On April 27, the United States and Japan released the new Guidelines for U.S.-Japan Defense Cooperation. The document, originally created in 1979 to set the parameters for the cooperation between the U.S. military and Japan Self-Defense Forces (JSDF) in case of military attack against Japan, had been last revised in 1997 after the end of the Cold War. The second and most recent revision began in 2013 and is now complete.
The revision of the Guidelines was driven by both countries’ realization that the increasingly fluid and transnational nature of security threats requires guidelines that allow greater flexibility for the defense planners in both countries. As such, the new Guidelines pursue “seamless, robust, flexible, and effective” bilateral responses and provide “general framework and policy direction” for the cooperation necessary for such responses. Most notably to this end, the new Guidelines announced that the United States and Japan will launch a new standing Alliance Coordination Mechanism to “enhance operational coordination, and strengthen bilateral planning.”

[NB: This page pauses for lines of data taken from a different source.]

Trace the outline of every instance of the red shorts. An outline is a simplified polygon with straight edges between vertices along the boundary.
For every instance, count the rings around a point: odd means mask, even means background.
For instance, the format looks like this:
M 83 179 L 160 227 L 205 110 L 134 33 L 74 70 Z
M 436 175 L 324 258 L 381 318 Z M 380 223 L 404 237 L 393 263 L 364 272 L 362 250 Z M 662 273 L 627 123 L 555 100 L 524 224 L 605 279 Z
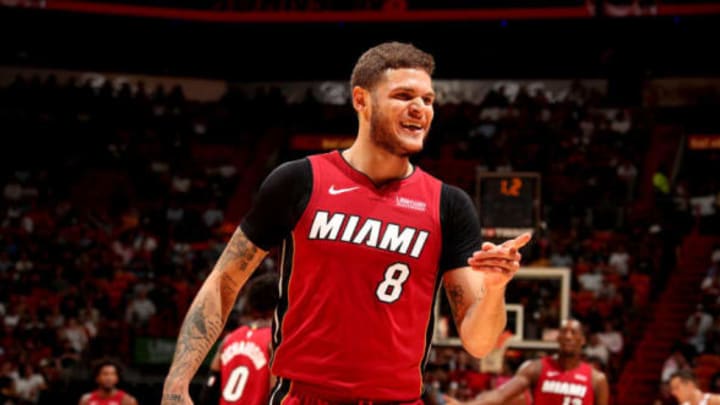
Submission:
M 315 387 L 298 381 L 278 378 L 270 393 L 270 405 L 423 405 L 422 399 L 411 401 L 370 401 L 333 398 Z

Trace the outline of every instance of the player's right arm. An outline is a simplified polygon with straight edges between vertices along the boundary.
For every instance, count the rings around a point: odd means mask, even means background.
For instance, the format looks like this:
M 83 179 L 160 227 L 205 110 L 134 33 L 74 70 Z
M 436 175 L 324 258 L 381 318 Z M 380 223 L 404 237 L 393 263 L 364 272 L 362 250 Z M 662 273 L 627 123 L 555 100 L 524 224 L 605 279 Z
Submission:
M 198 291 L 180 327 L 162 404 L 191 404 L 192 377 L 222 332 L 237 294 L 267 251 L 295 227 L 312 190 L 307 159 L 284 163 L 263 181 L 250 212 L 237 227 Z
M 255 246 L 241 227 L 235 230 L 219 260 L 190 305 L 178 336 L 163 388 L 163 404 L 190 404 L 190 380 L 225 327 L 240 288 L 267 251 Z
M 483 393 L 476 400 L 459 402 L 448 396 L 445 397 L 445 400 L 447 405 L 503 405 L 522 394 L 526 389 L 533 387 L 540 377 L 541 368 L 540 360 L 529 360 L 520 366 L 510 381 L 492 391 Z

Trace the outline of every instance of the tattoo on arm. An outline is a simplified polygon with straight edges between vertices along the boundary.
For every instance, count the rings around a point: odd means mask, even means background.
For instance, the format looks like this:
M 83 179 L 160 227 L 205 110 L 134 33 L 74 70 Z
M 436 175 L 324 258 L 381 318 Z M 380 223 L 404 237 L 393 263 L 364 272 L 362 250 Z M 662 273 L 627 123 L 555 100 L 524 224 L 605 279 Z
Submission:
M 208 297 L 201 299 L 190 308 L 180 329 L 169 379 L 188 378 L 195 373 L 204 360 L 204 353 L 222 331 L 224 321 L 219 311 L 209 310 L 213 303 L 209 303 Z
M 165 402 L 182 402 L 183 398 L 180 394 L 164 394 L 163 403 Z
M 235 230 L 230 242 L 228 242 L 215 269 L 224 271 L 229 264 L 235 264 L 235 268 L 246 271 L 250 262 L 257 256 L 258 248 L 245 236 L 245 233 L 238 227 Z
M 465 305 L 465 292 L 462 286 L 458 284 L 450 284 L 447 286 L 447 294 L 450 302 L 450 310 L 455 318 L 455 325 L 460 327 L 460 323 L 465 318 L 467 306 Z
M 209 276 L 214 281 L 203 285 L 183 321 L 168 381 L 187 381 L 197 372 L 232 311 L 246 278 L 241 274 L 254 269 L 261 253 L 238 227 Z M 182 395 L 167 393 L 163 399 L 182 401 Z

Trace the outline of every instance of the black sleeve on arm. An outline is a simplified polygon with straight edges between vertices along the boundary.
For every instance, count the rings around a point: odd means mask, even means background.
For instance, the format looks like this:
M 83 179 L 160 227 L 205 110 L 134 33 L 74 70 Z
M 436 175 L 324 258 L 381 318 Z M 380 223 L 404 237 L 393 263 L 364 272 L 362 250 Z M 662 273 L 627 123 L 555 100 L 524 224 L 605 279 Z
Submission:
M 467 259 L 480 249 L 480 217 L 470 196 L 462 189 L 443 183 L 440 193 L 442 253 L 440 271 L 467 266 Z
M 310 201 L 312 181 L 308 159 L 275 168 L 260 185 L 250 211 L 240 222 L 248 239 L 263 250 L 282 242 Z

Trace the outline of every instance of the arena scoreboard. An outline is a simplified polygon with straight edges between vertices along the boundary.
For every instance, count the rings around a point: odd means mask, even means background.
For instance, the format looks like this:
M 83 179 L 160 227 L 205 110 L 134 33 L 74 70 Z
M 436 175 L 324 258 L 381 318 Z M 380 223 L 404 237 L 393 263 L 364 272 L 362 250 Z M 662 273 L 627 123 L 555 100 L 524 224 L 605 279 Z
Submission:
M 541 177 L 536 172 L 476 173 L 475 204 L 484 240 L 535 231 L 541 220 Z

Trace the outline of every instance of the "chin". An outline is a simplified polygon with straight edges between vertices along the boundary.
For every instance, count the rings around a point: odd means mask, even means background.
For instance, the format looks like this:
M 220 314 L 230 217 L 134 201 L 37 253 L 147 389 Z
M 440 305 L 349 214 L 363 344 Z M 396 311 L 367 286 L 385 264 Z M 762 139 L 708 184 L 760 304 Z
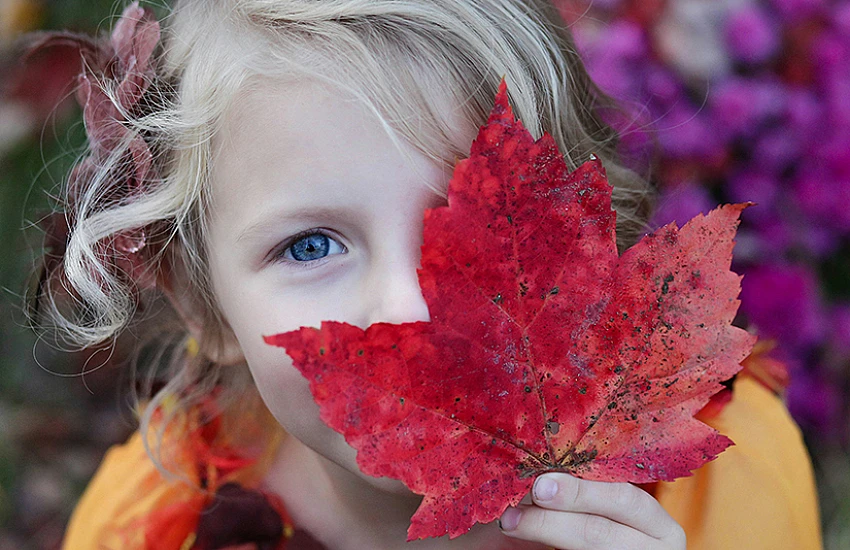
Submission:
M 314 434 L 311 437 L 312 441 L 301 439 L 302 443 L 326 460 L 365 481 L 371 487 L 396 496 L 422 498 L 421 495 L 417 495 L 397 479 L 373 477 L 360 470 L 357 466 L 357 451 L 345 442 L 345 438 L 341 434 L 329 428 L 321 420 L 317 419 L 317 425 L 310 430 L 310 433 Z M 319 434 L 319 437 L 316 437 L 315 434 Z M 314 443 L 315 445 L 313 445 Z

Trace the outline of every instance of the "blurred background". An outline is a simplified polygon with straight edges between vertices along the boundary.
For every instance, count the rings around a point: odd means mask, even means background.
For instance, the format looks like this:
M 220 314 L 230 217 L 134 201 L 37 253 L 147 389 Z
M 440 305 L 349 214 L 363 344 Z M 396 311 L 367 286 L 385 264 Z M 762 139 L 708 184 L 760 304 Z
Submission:
M 850 548 L 850 0 L 557 0 L 622 111 L 622 153 L 660 191 L 653 221 L 744 213 L 741 321 L 790 370 L 826 548 Z M 0 550 L 57 548 L 106 448 L 134 422 L 128 346 L 60 352 L 27 329 L 50 196 L 82 147 L 79 58 L 27 64 L 38 29 L 105 33 L 113 0 L 0 0 Z

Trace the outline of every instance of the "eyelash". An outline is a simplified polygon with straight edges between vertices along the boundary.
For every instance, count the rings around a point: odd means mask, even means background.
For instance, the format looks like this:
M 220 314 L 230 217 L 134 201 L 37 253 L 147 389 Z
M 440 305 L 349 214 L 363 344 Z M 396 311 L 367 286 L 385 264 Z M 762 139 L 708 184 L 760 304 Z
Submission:
M 322 263 L 327 261 L 327 259 L 330 256 L 336 256 L 336 254 L 329 254 L 328 256 L 325 256 L 324 258 L 319 258 L 317 260 L 308 260 L 308 261 L 298 261 L 298 260 L 294 260 L 294 259 L 284 257 L 284 254 L 286 254 L 286 251 L 289 250 L 292 247 L 292 245 L 294 245 L 295 243 L 297 243 L 301 239 L 303 239 L 305 237 L 309 237 L 311 235 L 323 235 L 323 236 L 327 237 L 328 239 L 336 242 L 340 246 L 340 248 L 342 248 L 343 252 L 348 251 L 348 249 L 345 248 L 345 245 L 343 245 L 341 242 L 339 242 L 339 239 L 334 237 L 334 235 L 330 231 L 328 231 L 326 229 L 315 229 L 314 228 L 314 229 L 307 229 L 307 230 L 304 230 L 304 231 L 299 231 L 295 235 L 292 235 L 291 237 L 287 237 L 280 244 L 280 246 L 278 246 L 274 250 L 272 250 L 272 252 L 269 254 L 269 260 L 273 263 L 285 263 L 287 265 L 287 267 L 291 267 L 293 269 L 311 269 L 311 268 L 316 267 L 318 265 L 321 265 Z

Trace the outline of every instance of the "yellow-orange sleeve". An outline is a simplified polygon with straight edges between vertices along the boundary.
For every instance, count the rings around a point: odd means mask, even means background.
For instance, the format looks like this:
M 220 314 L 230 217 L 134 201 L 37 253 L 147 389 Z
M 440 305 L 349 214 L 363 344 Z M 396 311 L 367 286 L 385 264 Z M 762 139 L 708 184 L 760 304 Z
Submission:
M 735 445 L 655 495 L 685 529 L 689 550 L 822 548 L 811 461 L 781 399 L 739 377 L 706 421 Z
M 139 432 L 112 447 L 77 503 L 63 550 L 133 550 L 144 547 L 139 523 L 155 506 L 191 495 L 169 483 L 145 452 Z

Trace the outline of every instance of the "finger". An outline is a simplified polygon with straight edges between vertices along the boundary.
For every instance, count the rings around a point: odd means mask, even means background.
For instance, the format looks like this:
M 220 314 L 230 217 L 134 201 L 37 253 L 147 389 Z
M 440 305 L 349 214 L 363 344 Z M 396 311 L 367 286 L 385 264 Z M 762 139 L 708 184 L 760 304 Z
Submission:
M 531 493 L 541 508 L 606 517 L 657 539 L 675 538 L 682 531 L 657 500 L 631 483 L 587 481 L 549 473 L 534 481 Z
M 502 532 L 509 537 L 539 542 L 561 550 L 679 548 L 602 516 L 561 512 L 539 506 L 508 508 L 500 524 Z M 680 548 L 684 548 L 684 544 Z

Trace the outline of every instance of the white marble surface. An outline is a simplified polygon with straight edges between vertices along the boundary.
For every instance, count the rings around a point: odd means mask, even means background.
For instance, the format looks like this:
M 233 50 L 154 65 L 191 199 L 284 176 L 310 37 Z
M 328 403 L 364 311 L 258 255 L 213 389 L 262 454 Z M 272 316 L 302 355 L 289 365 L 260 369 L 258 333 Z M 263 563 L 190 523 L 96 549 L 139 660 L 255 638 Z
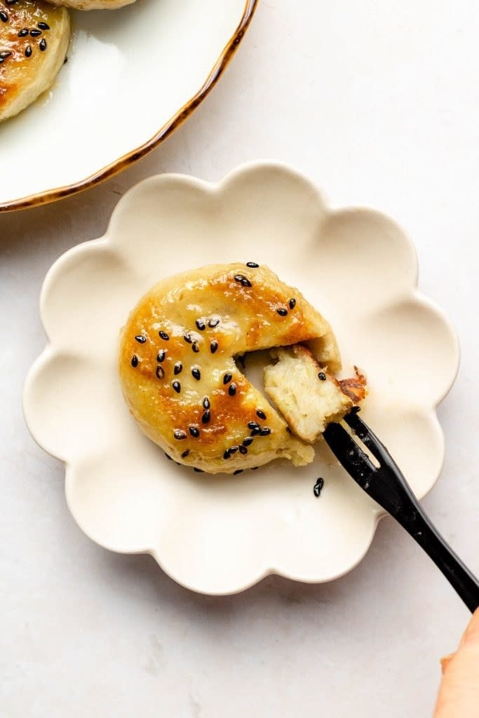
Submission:
M 164 146 L 94 190 L 0 215 L 2 718 L 431 715 L 440 657 L 468 612 L 391 520 L 335 583 L 270 578 L 238 596 L 196 595 L 152 559 L 81 533 L 21 396 L 45 342 L 47 269 L 103 233 L 126 189 L 165 171 L 215 180 L 251 159 L 291 162 L 333 205 L 396 218 L 417 247 L 421 288 L 455 323 L 446 462 L 424 503 L 479 573 L 478 36 L 470 0 L 262 0 L 220 84 Z

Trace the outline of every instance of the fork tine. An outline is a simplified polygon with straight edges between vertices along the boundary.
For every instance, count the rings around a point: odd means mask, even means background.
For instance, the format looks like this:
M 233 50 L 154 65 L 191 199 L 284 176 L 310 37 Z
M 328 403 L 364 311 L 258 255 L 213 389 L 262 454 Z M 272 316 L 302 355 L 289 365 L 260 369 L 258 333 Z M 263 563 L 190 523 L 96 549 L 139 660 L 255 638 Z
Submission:
M 330 424 L 322 435 L 340 464 L 367 491 L 371 479 L 377 470 L 368 455 L 339 424 Z
M 384 444 L 369 428 L 367 424 L 360 419 L 358 411 L 346 414 L 344 420 L 350 426 L 355 434 L 361 439 L 365 446 L 369 449 L 373 456 L 376 457 L 381 467 L 391 469 L 401 474 L 402 472 L 394 460 Z

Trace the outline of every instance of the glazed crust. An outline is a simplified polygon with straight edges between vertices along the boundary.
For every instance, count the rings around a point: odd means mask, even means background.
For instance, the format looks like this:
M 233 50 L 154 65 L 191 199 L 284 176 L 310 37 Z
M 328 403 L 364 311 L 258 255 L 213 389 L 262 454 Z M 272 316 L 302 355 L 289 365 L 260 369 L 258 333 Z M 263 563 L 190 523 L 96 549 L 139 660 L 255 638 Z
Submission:
M 39 0 L 0 0 L 0 121 L 21 112 L 51 86 L 69 42 L 65 8 Z
M 120 340 L 123 393 L 142 431 L 180 463 L 213 474 L 281 457 L 304 465 L 314 449 L 233 358 L 320 337 L 340 366 L 327 322 L 268 267 L 204 267 L 160 281 L 131 313 Z M 320 351 L 317 358 L 324 362 Z
M 53 5 L 64 5 L 76 10 L 116 10 L 131 5 L 135 0 L 49 0 Z
M 0 121 L 50 87 L 69 42 L 68 10 L 42 1 L 0 0 Z

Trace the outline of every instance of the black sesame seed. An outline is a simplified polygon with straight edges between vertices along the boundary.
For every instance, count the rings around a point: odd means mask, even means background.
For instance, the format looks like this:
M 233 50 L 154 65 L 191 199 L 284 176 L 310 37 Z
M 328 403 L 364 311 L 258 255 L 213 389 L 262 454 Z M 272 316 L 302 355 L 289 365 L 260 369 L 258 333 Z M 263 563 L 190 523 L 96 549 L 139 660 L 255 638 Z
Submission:
M 242 284 L 243 286 L 252 286 L 251 281 L 246 277 L 244 274 L 236 274 L 235 281 L 238 282 L 238 284 Z
M 312 493 L 314 493 L 316 498 L 317 498 L 320 494 L 321 493 L 321 489 L 324 485 L 325 485 L 325 480 L 322 479 L 321 477 L 320 477 L 316 483 L 315 484 L 312 490 Z

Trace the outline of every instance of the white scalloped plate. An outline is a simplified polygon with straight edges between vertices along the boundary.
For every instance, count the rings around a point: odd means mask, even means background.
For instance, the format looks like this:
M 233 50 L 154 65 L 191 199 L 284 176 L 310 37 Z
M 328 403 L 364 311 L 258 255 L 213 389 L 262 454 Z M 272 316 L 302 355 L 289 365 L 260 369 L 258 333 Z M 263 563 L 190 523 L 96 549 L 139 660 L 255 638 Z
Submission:
M 131 190 L 106 236 L 67 252 L 47 276 L 49 342 L 27 378 L 25 416 L 65 462 L 67 500 L 85 533 L 112 551 L 150 552 L 179 583 L 208 594 L 270 573 L 330 581 L 364 556 L 381 516 L 324 444 L 304 468 L 276 462 L 210 477 L 167 461 L 131 419 L 116 370 L 130 309 L 165 276 L 251 259 L 330 320 L 345 370 L 367 373 L 366 420 L 419 497 L 441 469 L 435 408 L 459 363 L 451 325 L 417 291 L 414 248 L 388 218 L 332 212 L 278 164 L 240 167 L 218 185 L 165 174 Z

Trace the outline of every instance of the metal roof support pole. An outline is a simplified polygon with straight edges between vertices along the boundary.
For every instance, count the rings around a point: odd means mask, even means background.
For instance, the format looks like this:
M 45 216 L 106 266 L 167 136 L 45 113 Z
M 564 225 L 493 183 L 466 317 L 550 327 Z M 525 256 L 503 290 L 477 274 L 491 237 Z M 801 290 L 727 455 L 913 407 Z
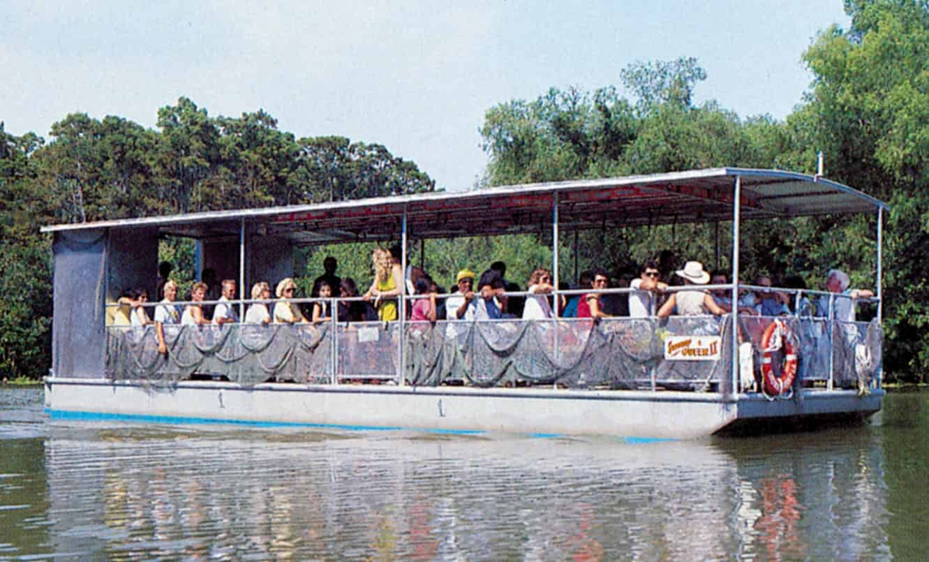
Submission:
M 331 346 L 329 357 L 332 359 L 332 369 L 333 376 L 331 378 L 331 383 L 333 385 L 339 384 L 339 303 L 334 298 L 329 299 L 329 316 L 332 319 L 332 324 L 330 329 L 333 331 L 333 336 L 330 338 Z
M 874 287 L 877 293 L 877 321 L 883 320 L 883 283 L 881 282 L 883 257 L 883 207 L 877 208 L 877 283 Z
M 875 285 L 875 290 L 877 293 L 877 323 L 883 323 L 883 283 L 881 282 L 883 279 L 883 206 L 879 206 L 877 208 L 877 284 Z M 854 304 L 852 305 L 855 306 Z M 874 383 L 878 388 L 882 386 L 882 381 L 883 380 L 883 361 L 881 361 L 880 366 L 877 369 L 877 372 L 874 376 Z
M 578 278 L 578 231 L 574 231 L 574 279 Z
M 577 234 L 575 233 L 575 242 L 577 241 Z M 574 259 L 577 260 L 577 253 L 574 254 Z M 577 261 L 574 262 L 577 264 Z M 553 280 L 555 282 L 555 289 L 552 291 L 552 318 L 553 325 L 555 330 L 552 336 L 552 357 L 555 358 L 555 369 L 556 373 L 558 372 L 560 361 L 558 360 L 558 305 L 560 303 L 560 296 L 558 295 L 558 192 L 555 192 L 555 196 L 552 199 L 552 273 L 555 276 Z M 555 388 L 557 388 L 557 377 L 556 376 L 555 382 L 552 384 Z
M 827 280 L 828 281 L 828 280 Z M 855 304 L 852 303 L 854 307 Z M 829 381 L 826 383 L 826 390 L 832 389 L 832 370 L 835 368 L 835 341 L 834 341 L 834 331 L 835 331 L 835 294 L 831 293 L 829 295 L 829 313 L 826 315 L 826 333 L 829 333 Z
M 741 176 L 736 176 L 736 183 L 733 186 L 732 203 L 732 390 L 731 397 L 739 399 L 739 214 L 741 207 L 742 181 Z
M 403 205 L 403 221 L 400 226 L 400 294 L 398 299 L 398 310 L 397 316 L 399 320 L 399 338 L 397 344 L 397 352 L 399 359 L 397 361 L 397 385 L 399 386 L 406 386 L 406 377 L 403 376 L 404 372 L 404 357 L 403 352 L 406 350 L 406 238 L 407 238 L 407 224 L 406 224 L 406 205 Z
M 239 321 L 245 321 L 245 217 L 239 223 Z
M 713 222 L 713 230 L 714 234 L 713 238 L 716 241 L 715 243 L 716 252 L 713 255 L 715 258 L 714 263 L 716 264 L 716 268 L 718 269 L 719 268 L 719 221 L 718 220 L 714 220 Z

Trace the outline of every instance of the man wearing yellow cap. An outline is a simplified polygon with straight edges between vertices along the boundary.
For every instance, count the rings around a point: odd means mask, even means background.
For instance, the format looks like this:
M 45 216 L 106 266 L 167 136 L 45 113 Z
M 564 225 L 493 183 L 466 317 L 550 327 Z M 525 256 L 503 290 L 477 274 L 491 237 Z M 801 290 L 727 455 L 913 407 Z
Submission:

There are several notable features of the new Guidelines. First, the document, 24-pages long, is predominantly focused on how the two countries will respond to the security concerns that directly affect Japan’s security. Although the Guidelines assert that these security concerns cannot be defined geographically, it is clear that the primary drivers of articulating the modes of bilateral cooperation in such situations is to clarify when and how U.S. military will cooperate with the JSDF in what is referred to as “grayzones” among the alliance managers.
Second, compared to the very detailed description of bilateral cooperation in situations that directly impacts Japan’s security, the new Guidelines say very little about how the two countries will cooperate in regional and global activities. This reflects the reality that, while the Japanese government basically revised the interpretation of the Article Nine of the Japanese constitution to allow itself to exercise the right of collective self-defense, the exercise of this right is allowed only under limited circumstance.
Third, the new Guidelines singled out space and cyber as the two domains that hold the greatest potential for expanding bilateral cooperation. However, there is a vast capability gap between the United States and Japan in these two areas. It will be a tall order for Japan to develop its own capability, with appropriate investments, in space and cyber to be able to partner with the United States in these two domains.
Finally, this is the first time that cooperation in defense equipment has been mentioned in the new Guidelines. With Japan’s revision of its arms export policy in April 2014, defense industrial cooperation between the two countries indeed has great potential. Still, in order to fully optimize this potential, Tokyo must come up with a coherent policy on how it wants to nurture its defense industrial base, while ensuring fair and open competition for its own defense market.
Given the changes in global and regional security environment since 1997, the time was indeed ripe for Washington and Tokyo to revise the Guidelines. The new Guidelines offer a set of defense cooperation principles for both countries that are flexible and adaptive, so that they are not tied to emergency situations or contingency scenarios in specific geographic areas. However, whether the new Guidelines can add real “meat” to this framework depends on how Japan will change its national defense legislation.